The antibody was synthesized for production on an industrial scale by the American Lilly Research Laboratories, in association with AbCellera.
The phase III trial (the last one) will begin by recruiting 300 volunteers worldwide from hospitalized patients who have had mild to moderate covid-19 symptoms for less than 13 days.
Half will receive the medicine (by injection) and the other half a placebo to discover the real effectiveness of the treatment. All will also be treated with normal protocols against covid-19.
Another part of the clinical trial will test synthetic antibodies in outpatients.
Antibodies are proteins that the immune system unfolds to attach to invading viruses and thus prevent them from entering cells in the human body.

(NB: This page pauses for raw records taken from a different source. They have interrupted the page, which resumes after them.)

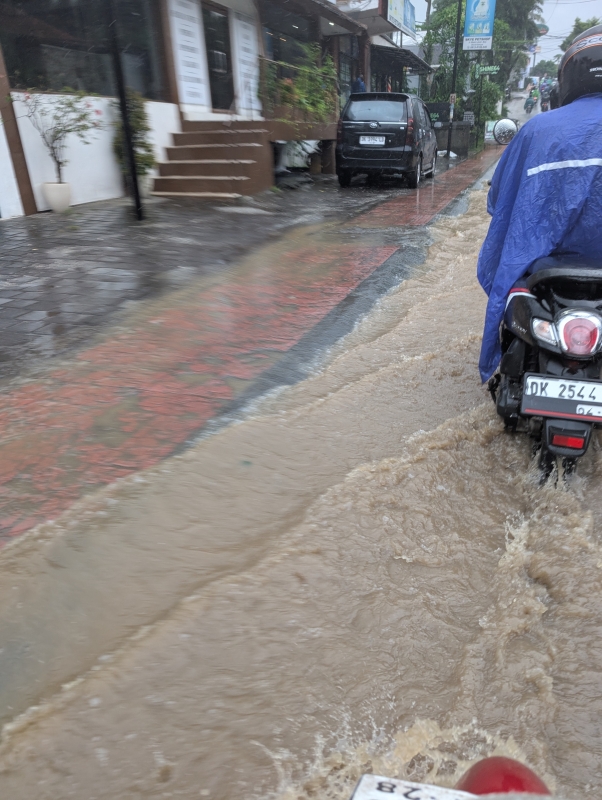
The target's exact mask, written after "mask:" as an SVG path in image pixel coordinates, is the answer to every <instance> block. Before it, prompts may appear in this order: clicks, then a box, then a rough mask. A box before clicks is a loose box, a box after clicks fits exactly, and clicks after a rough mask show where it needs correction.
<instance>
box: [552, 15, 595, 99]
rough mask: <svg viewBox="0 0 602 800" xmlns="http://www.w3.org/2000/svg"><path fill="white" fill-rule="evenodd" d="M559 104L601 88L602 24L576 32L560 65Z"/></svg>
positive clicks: (558, 72) (558, 83)
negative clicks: (582, 30) (559, 102)
mask: <svg viewBox="0 0 602 800" xmlns="http://www.w3.org/2000/svg"><path fill="white" fill-rule="evenodd" d="M558 84H559V87H558V88H559V96H560V105H562V106H566V105H568V104H569V103H572V102H573V100H576V99H577V98H578V97H583V95H584V94H595V93H596V92H602V25H594V27H593V28H588V29H587V30H586V31H584V32H583V33H580V34H579V36H575V38H574V39H573V41H572V42H571V46H570V47H569V49H568V50H567V51H566V53H565V54H564V56H563V57H562V61H561V62H560V67H559V69H558Z"/></svg>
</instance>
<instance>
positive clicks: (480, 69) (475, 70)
mask: <svg viewBox="0 0 602 800" xmlns="http://www.w3.org/2000/svg"><path fill="white" fill-rule="evenodd" d="M499 71H500V68H499V67H498V66H497V65H494V64H491V65H490V66H486V67H482V66H481V65H480V64H476V65H475V78H480V77H481V75H497V74H498V72H499Z"/></svg>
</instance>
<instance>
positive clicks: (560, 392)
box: [489, 255, 602, 477]
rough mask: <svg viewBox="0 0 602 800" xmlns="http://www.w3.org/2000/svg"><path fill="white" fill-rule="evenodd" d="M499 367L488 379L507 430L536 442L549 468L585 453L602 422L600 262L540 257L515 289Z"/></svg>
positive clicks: (568, 469) (504, 321)
mask: <svg viewBox="0 0 602 800" xmlns="http://www.w3.org/2000/svg"><path fill="white" fill-rule="evenodd" d="M500 342H501V347H502V361H501V364H500V371H499V373H498V374H497V375H495V376H494V377H493V378H492V379H491V380H490V382H489V390H490V392H491V394H492V396H493V398H494V400H495V403H496V407H497V412H498V414H499V415H500V416H501V417H502V419H503V420H504V424H505V426H506V428H507V429H509V430H511V431H516V430H518V428H519V426H520V427H521V428H522V429H523V430H525V431H526V432H527V433H529V435H530V436H531V437H533V438H534V439H535V441H536V447H537V448H538V449H539V451H540V455H539V466H540V468H541V470H542V474H543V476H544V477H545V476H547V475H549V474H550V473H551V472H552V470H553V468H554V466H555V463H556V459H557V458H558V457H561V458H562V459H563V466H564V469H565V474H567V473H571V472H573V471H574V469H575V466H576V464H577V459H578V458H580V457H581V456H583V455H585V453H586V451H587V449H588V447H589V444H590V441H591V436H592V429H593V428H594V427H595V426H596V425H600V424H602V380H601V376H602V261H600V262H597V261H586V260H584V259H580V258H578V257H575V256H571V255H561V256H550V257H548V258H541V259H539V260H538V261H536V262H535V263H534V264H532V266H531V267H530V269H529V272H528V274H527V275H526V276H525V277H524V279H522V280H520V281H518V282H517V283H516V284H515V285H514V287H513V288H512V289H511V291H510V295H509V297H508V302H507V306H506V312H505V315H504V320H503V322H502V325H501V327H500Z"/></svg>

The vaccines aim to trigger, in patients not infected with the coronavirus, the production of antibodies by the immune system in a preventive way, according to various methods that are being tested around the world.
For people who are already sick, two treatments have been approved for up to one hour, remdesivir and dexamethasone.
Another treatment option being evaluated is injecting the antibodies taken from people who have already recovered, which is known as convalescent plasma.
However, this option, although effective, does not allow a large-scale application, which explains the development of synthetic antibodies, also called monoclonal antibodies.